Whitehall was caught by a version of Catch 22 . If the suspects were
men accused of trivial crimes by the Egyptians, they could be
deported. But because they were accused of serious crimes, and by
extension could be suspected of being a menace to Britain, the
mighty British government couldn't get rid of them. 'This is crazy,'
Blair scrawled on Straw's letter. 'Why can't we press on?'
The government pressed on. 'The Prime Minister is not content simply
to accept that we have no option but to release the four
individuals,' his private secretary told Whitehall. The Red Cross
was asked to help. Ambassadors lobbied, lawyers opined and Blair
wrote to Egypt's President Mubarak. All for nothing.
As is often the way with dictatorships, the Egyptians made clear
that if their ghastly human rights record became a public issue it
wouldn't be their fault but the fault of the British government. The
ambassador said the wise course would be to let the men out quietly
and avoid a public fuss. They were. To add insult to the
government's injury, Mr Justice Field ruled that Youssef had been
unlawfully detained for two weeks and may be entitled to
compensation.
Last week Charles Clarke, the new Home Secretary, told the Times
that he wanted to strike deals with Egypt, Algeria, Tunisia and
Jordan to allow the 12 Arab terror suspects indefinitely interned
without trial or charge to be deported. He would seek 'memorandums
of understanding' to stop them facing torture and the death penalty.
Clarke is looking for a way to deal with last month's devastating
ruling by eight of the nine Law Lords that detention was a breach of
just about every human rights law going. David Blunkett would
probably have ignored the judges and gone into his prolier-than-thou
routine about pampered airy-fairy liberals in their Hampstead
mansions not having the common sense to know what plain, decent folk
wanted to be done with foreign terror suspects. But Clarke is a son
of a senior civil servant who was educated at Highgate and King's
College, Cambridge. He's a man of the old establishment and the Law
Lords denunciation will have hurt.
All I would say is the Youssef case shows that deals are impossible.
Even when the full weight of Whitehall is thrown into trying to
strike one, they can't be made to work. The men in Belmarsh will
either have to be released or put on trial as, surely, Abu Qatada,
the world's leading theological excuse-maker for Jihad, can be.

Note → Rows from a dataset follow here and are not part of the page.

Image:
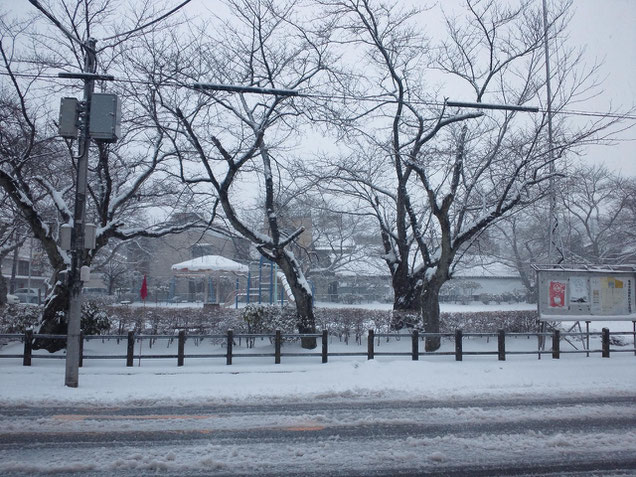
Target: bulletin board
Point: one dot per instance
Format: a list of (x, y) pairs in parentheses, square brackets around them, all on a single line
[(586, 292)]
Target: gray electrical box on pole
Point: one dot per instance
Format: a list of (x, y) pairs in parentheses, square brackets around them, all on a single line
[(105, 117), (69, 112)]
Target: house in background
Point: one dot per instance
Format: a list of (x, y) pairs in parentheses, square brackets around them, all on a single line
[(27, 267), (479, 278)]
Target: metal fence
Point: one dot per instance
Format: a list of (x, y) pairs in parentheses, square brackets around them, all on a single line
[(229, 339)]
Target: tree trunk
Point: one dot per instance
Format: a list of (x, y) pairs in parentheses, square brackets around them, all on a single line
[(3, 289), (302, 296), (430, 313), (406, 303)]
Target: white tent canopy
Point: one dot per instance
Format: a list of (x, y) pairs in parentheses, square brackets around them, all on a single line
[(208, 264)]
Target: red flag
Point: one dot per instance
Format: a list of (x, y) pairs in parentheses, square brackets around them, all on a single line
[(144, 289)]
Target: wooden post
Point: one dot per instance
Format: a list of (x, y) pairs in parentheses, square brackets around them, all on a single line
[(415, 346), (556, 344), (501, 344), (131, 349), (325, 344), (277, 340), (28, 348), (81, 363), (181, 348), (605, 342), (230, 339), (458, 345)]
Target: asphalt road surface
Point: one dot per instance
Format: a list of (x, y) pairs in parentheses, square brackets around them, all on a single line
[(520, 437)]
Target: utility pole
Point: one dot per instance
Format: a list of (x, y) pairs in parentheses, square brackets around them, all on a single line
[(77, 237), (553, 222)]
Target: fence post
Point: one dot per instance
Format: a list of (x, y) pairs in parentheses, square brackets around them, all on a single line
[(325, 344), (556, 344), (501, 344), (81, 363), (181, 348), (277, 340), (28, 348), (131, 349), (458, 345), (605, 342), (230, 339), (415, 351)]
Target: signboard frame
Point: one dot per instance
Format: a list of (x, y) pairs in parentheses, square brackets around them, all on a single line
[(586, 292)]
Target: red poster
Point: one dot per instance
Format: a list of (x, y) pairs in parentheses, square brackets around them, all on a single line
[(556, 294), (144, 289)]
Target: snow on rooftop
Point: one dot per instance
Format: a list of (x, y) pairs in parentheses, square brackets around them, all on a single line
[(209, 263), (485, 270)]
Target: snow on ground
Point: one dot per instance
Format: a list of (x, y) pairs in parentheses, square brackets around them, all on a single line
[(301, 378)]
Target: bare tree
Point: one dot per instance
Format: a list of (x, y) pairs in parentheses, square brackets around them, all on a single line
[(226, 141), (595, 204), (37, 169), (455, 173)]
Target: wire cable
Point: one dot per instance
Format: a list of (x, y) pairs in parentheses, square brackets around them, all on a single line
[(337, 97)]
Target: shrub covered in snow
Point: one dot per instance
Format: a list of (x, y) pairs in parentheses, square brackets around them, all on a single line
[(344, 323)]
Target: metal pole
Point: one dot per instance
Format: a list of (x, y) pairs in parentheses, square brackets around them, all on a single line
[(260, 279), (77, 236), (552, 222), (271, 283)]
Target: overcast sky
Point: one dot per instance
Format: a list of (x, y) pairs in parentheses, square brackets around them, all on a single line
[(607, 28)]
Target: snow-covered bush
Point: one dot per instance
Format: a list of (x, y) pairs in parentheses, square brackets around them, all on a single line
[(95, 320), (269, 318)]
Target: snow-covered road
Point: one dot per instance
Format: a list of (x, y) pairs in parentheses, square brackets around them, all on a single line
[(476, 437)]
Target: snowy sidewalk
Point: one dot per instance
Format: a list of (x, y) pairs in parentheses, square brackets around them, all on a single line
[(250, 381)]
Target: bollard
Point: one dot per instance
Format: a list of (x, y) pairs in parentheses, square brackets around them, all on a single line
[(230, 339), (458, 345), (81, 363), (28, 348), (277, 340), (325, 343), (181, 348), (131, 349), (605, 343), (501, 344), (415, 346), (556, 344)]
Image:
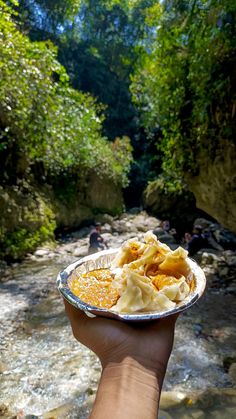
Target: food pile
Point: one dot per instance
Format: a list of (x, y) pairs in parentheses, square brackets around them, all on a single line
[(144, 277)]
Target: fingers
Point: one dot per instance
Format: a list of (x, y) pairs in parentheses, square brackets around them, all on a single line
[(78, 319)]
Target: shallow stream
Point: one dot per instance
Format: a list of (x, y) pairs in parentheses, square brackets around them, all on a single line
[(45, 373)]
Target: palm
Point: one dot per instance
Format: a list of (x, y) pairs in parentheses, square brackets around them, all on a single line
[(113, 340)]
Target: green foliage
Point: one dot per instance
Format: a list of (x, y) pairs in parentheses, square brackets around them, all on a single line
[(29, 220), (42, 118), (185, 82)]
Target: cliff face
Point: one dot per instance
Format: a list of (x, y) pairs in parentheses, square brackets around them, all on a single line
[(31, 213), (93, 196), (215, 185)]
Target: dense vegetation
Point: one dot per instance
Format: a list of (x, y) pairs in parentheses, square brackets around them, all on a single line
[(83, 82), (185, 82)]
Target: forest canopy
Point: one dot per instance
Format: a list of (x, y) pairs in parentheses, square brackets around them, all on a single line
[(43, 119), (129, 91)]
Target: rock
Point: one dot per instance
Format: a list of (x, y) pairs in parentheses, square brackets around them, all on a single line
[(228, 361), (163, 415), (41, 252), (232, 372), (217, 196), (3, 367), (106, 228), (80, 251), (170, 399), (5, 413), (197, 414), (59, 412), (180, 208)]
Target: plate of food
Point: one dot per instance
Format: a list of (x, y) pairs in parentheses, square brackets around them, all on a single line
[(140, 281)]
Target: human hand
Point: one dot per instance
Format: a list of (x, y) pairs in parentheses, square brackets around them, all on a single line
[(112, 341)]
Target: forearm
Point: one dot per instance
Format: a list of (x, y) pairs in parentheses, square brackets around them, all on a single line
[(127, 390)]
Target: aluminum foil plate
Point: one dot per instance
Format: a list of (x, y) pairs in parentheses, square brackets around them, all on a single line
[(103, 259)]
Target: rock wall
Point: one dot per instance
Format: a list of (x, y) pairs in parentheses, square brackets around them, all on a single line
[(93, 196), (30, 214), (215, 185), (179, 208)]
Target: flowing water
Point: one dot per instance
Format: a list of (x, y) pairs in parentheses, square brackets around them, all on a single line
[(45, 373)]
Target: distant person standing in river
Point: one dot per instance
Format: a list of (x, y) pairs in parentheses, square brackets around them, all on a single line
[(96, 241), (197, 241)]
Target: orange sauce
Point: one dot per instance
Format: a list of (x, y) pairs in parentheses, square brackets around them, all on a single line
[(95, 288), (162, 280)]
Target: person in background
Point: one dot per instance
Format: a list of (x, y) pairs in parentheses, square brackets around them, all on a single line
[(166, 225), (96, 241), (133, 358), (197, 241)]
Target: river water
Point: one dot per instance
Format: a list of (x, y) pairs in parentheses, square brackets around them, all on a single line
[(45, 373)]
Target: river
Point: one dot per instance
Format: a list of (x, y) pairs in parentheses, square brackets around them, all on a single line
[(45, 373)]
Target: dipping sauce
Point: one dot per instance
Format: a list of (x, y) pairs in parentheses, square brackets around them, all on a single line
[(95, 288)]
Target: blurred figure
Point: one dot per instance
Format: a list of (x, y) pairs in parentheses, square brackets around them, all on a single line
[(96, 241), (165, 225), (197, 241), (186, 239)]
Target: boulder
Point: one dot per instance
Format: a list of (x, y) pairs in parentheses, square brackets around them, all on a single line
[(214, 185), (179, 207)]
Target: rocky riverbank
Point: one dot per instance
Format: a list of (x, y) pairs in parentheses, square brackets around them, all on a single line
[(45, 373)]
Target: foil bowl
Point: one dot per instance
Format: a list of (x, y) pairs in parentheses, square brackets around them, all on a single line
[(103, 259)]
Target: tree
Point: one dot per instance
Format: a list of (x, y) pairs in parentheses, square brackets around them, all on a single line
[(185, 83)]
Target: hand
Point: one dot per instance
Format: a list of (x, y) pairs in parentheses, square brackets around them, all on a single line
[(134, 359), (148, 343)]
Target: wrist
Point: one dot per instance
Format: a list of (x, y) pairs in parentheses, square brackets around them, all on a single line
[(128, 389)]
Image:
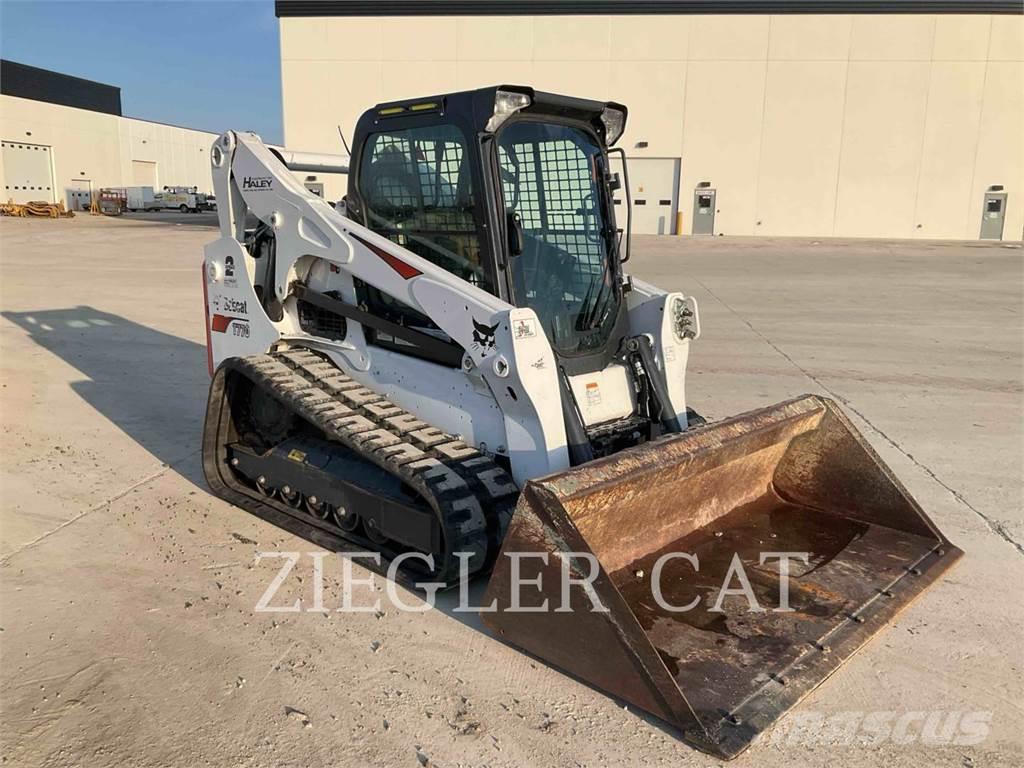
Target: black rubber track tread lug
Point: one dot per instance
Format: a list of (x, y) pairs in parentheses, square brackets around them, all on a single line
[(473, 497)]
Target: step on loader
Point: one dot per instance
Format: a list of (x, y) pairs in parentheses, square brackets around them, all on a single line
[(452, 368)]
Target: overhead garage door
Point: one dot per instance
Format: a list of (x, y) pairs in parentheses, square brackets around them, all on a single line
[(654, 190), (143, 173), (28, 172)]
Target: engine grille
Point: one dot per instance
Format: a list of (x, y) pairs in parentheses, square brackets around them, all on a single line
[(323, 323)]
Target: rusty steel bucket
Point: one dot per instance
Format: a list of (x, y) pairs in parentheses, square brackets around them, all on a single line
[(796, 477)]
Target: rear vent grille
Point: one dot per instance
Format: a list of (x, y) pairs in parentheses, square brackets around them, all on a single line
[(323, 323)]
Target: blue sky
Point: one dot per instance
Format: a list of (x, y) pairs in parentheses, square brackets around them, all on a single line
[(212, 65)]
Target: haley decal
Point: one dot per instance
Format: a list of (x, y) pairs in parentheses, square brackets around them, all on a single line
[(524, 328), (257, 183)]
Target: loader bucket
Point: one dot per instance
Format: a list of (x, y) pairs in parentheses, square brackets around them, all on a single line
[(795, 477)]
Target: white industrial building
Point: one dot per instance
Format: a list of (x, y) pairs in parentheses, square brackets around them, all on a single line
[(821, 119), (64, 138)]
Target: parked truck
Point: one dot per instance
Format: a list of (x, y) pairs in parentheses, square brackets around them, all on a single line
[(141, 199), (185, 199)]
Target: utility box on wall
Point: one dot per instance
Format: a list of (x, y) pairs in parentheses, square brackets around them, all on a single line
[(704, 209), (993, 213)]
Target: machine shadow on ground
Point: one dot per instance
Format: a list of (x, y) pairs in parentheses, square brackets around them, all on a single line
[(150, 384)]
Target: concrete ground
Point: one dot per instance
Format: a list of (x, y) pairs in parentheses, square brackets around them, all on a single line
[(127, 593)]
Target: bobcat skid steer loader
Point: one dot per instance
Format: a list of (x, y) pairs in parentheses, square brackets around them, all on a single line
[(457, 372)]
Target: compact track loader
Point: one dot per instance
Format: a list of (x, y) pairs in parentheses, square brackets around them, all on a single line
[(456, 373)]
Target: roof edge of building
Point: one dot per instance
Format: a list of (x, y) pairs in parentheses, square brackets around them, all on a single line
[(285, 8)]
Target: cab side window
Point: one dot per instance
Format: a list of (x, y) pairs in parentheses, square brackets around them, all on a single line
[(417, 189)]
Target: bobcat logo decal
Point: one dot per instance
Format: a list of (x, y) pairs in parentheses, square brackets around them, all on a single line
[(483, 336)]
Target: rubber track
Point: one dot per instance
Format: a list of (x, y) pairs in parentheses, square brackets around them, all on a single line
[(473, 497)]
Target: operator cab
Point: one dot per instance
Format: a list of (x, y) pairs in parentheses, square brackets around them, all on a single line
[(508, 188)]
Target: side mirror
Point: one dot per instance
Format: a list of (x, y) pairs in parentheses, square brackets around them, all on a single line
[(515, 233)]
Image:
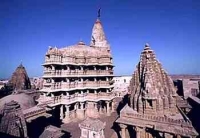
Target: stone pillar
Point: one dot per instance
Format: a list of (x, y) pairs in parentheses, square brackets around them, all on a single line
[(167, 135), (113, 106), (52, 95), (107, 91), (82, 104), (67, 115), (123, 130), (61, 112), (108, 108), (140, 133), (81, 112)]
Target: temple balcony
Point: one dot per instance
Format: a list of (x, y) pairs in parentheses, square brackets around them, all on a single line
[(74, 73), (77, 97), (48, 62), (71, 85)]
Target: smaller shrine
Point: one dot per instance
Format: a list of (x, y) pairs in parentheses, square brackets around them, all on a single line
[(92, 128)]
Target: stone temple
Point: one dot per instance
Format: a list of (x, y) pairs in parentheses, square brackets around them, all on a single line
[(20, 79), (78, 78), (152, 109)]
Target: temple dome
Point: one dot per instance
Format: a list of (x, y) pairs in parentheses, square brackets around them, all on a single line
[(25, 101)]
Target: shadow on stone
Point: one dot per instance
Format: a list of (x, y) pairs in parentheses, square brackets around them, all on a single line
[(122, 103)]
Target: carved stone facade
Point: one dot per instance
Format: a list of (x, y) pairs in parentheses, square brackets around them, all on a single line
[(78, 78), (20, 79), (152, 109), (13, 121), (92, 128)]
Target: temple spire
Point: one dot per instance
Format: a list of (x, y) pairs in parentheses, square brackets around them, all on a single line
[(98, 38)]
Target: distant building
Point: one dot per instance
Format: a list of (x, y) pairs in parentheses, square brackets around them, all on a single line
[(152, 110), (92, 128), (37, 83), (188, 87), (78, 78), (52, 132), (121, 84)]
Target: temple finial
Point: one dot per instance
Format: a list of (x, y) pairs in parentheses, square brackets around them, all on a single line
[(99, 12)]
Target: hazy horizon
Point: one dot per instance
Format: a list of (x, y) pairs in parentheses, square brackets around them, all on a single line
[(171, 29)]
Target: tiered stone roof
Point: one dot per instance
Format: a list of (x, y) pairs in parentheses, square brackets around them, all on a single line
[(12, 121)]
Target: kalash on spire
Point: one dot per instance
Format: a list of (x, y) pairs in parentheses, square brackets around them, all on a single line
[(98, 38)]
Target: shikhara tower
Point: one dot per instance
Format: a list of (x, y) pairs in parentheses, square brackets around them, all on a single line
[(152, 90), (98, 38), (78, 78), (152, 109)]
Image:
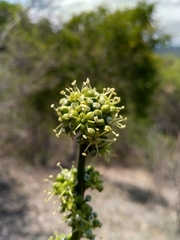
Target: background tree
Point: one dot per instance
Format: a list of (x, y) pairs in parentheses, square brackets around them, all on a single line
[(111, 48)]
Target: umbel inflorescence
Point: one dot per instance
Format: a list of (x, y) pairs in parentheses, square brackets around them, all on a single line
[(89, 116)]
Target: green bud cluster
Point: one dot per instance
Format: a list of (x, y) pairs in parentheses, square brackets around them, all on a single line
[(89, 117), (76, 209)]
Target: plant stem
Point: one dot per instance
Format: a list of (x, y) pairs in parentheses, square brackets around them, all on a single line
[(80, 188)]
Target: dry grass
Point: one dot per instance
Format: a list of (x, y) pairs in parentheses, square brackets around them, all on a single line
[(130, 207)]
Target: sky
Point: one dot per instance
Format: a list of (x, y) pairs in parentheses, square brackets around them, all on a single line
[(167, 12)]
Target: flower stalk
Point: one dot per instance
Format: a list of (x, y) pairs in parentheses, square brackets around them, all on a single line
[(89, 118)]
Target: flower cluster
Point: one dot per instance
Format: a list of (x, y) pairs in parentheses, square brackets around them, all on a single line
[(89, 116), (76, 209)]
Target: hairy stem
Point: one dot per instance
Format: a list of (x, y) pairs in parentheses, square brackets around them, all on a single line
[(80, 188)]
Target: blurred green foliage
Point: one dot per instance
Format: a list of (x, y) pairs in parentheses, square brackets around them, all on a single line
[(115, 49)]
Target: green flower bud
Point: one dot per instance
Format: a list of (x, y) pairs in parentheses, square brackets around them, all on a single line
[(96, 105), (96, 223), (65, 117), (105, 108)]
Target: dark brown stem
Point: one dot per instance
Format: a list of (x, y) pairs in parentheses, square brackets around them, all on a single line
[(80, 188)]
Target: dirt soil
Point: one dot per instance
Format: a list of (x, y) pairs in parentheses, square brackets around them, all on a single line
[(131, 207)]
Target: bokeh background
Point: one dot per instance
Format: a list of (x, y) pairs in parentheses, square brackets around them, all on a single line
[(130, 45)]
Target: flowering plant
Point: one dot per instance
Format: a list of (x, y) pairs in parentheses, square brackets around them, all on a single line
[(89, 118)]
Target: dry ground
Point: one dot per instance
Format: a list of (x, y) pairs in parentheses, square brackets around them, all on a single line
[(131, 206)]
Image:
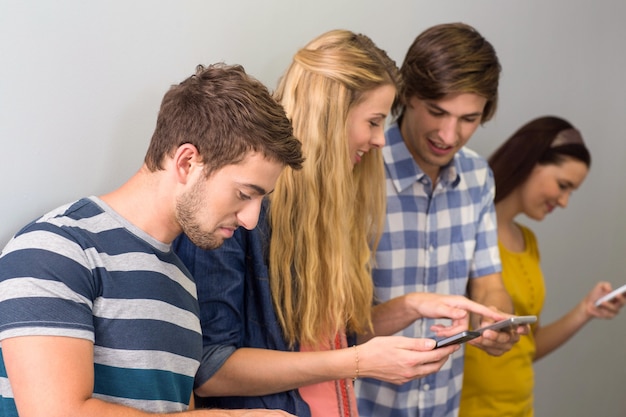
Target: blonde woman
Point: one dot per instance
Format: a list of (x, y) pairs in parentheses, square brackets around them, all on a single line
[(278, 313)]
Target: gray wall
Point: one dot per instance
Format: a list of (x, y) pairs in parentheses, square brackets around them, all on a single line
[(81, 82)]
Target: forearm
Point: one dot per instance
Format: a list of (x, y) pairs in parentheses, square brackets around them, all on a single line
[(252, 372), (392, 316), (490, 291), (551, 337)]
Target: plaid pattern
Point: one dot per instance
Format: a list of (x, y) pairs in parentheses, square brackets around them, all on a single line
[(434, 241)]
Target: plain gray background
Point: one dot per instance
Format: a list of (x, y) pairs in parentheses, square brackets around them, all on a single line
[(81, 83)]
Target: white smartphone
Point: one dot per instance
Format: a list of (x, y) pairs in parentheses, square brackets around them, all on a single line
[(611, 295), (457, 338), (508, 323)]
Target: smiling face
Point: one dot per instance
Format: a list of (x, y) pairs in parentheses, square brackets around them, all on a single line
[(550, 186), (434, 130), (366, 121), (231, 197)]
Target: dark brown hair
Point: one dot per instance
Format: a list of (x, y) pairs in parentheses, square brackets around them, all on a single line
[(447, 59), (533, 144), (224, 113)]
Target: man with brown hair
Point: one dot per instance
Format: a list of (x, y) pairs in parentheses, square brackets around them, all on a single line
[(98, 317), (440, 232)]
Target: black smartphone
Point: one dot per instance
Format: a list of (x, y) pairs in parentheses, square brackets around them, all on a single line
[(506, 324), (457, 338)]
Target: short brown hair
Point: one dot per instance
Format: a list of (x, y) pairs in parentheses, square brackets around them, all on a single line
[(446, 59), (224, 113)]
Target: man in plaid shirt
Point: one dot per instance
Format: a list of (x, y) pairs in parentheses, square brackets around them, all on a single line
[(440, 233)]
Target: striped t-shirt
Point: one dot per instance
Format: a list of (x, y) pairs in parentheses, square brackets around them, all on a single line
[(83, 271)]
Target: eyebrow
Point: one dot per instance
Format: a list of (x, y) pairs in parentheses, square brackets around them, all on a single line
[(260, 190)]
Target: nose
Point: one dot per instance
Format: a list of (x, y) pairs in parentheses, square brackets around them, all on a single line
[(378, 139), (448, 131), (248, 216), (563, 199)]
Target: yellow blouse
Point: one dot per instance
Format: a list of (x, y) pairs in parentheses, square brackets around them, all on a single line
[(503, 386)]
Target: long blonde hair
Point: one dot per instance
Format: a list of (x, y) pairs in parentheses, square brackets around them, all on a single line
[(326, 219)]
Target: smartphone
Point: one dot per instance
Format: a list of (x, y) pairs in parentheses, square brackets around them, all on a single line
[(611, 295), (457, 338), (508, 323)]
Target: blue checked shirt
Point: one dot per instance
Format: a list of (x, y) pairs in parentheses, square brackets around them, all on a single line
[(435, 240)]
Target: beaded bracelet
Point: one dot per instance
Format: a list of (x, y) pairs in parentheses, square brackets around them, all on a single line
[(356, 353)]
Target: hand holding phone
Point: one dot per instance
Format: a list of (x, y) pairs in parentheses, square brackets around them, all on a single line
[(506, 324), (610, 296), (457, 338)]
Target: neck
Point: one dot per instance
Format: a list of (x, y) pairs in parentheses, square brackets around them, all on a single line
[(142, 202)]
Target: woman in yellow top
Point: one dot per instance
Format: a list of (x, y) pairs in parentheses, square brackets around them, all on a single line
[(535, 171)]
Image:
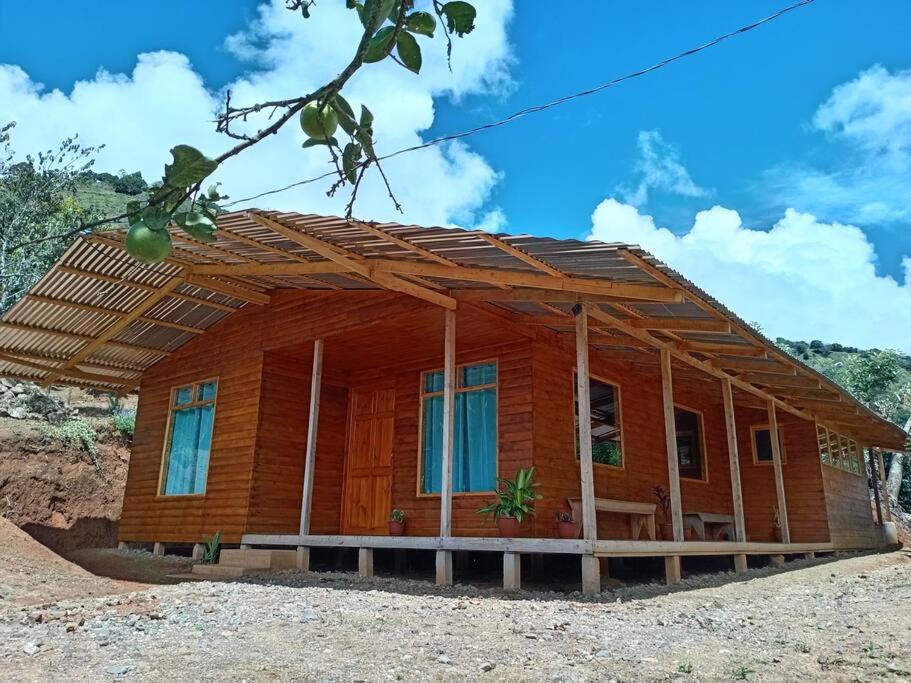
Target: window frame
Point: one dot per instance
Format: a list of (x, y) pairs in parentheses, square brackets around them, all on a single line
[(781, 444), (616, 386), (424, 394), (703, 450), (166, 448)]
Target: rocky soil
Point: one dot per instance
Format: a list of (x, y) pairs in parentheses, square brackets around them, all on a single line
[(838, 620)]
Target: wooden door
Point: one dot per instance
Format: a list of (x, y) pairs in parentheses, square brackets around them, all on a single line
[(367, 494)]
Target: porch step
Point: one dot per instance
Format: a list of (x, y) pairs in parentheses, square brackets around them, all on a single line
[(219, 571), (258, 559)]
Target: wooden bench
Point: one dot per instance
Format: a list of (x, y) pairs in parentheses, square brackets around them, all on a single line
[(640, 514), (702, 522)]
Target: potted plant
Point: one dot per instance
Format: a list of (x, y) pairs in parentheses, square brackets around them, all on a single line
[(397, 522), (776, 524), (514, 501), (666, 528), (566, 525)]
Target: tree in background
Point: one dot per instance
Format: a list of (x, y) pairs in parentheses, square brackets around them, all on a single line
[(37, 205)]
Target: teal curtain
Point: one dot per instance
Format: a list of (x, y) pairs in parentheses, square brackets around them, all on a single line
[(191, 442), (475, 436)]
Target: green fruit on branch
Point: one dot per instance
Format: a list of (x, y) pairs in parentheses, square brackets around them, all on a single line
[(318, 125), (146, 245)]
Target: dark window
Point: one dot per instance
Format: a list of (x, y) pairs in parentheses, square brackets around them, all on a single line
[(605, 408), (689, 443)]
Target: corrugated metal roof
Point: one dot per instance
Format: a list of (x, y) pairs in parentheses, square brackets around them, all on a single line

In the long-run the only solution is for the global move towards
democracy to get moving again. In these strange times, the only
person who believes that this is possible or desirable is George W
Bush. In his inauguration address last week he announced that the
'survival of liberty in our land increasingly depends on the success
of liberty in other lands. The best hope for peace in our world is
the expansion of freedom in all the world.' And was feared and hated
by right-thinking people the world over for saying so.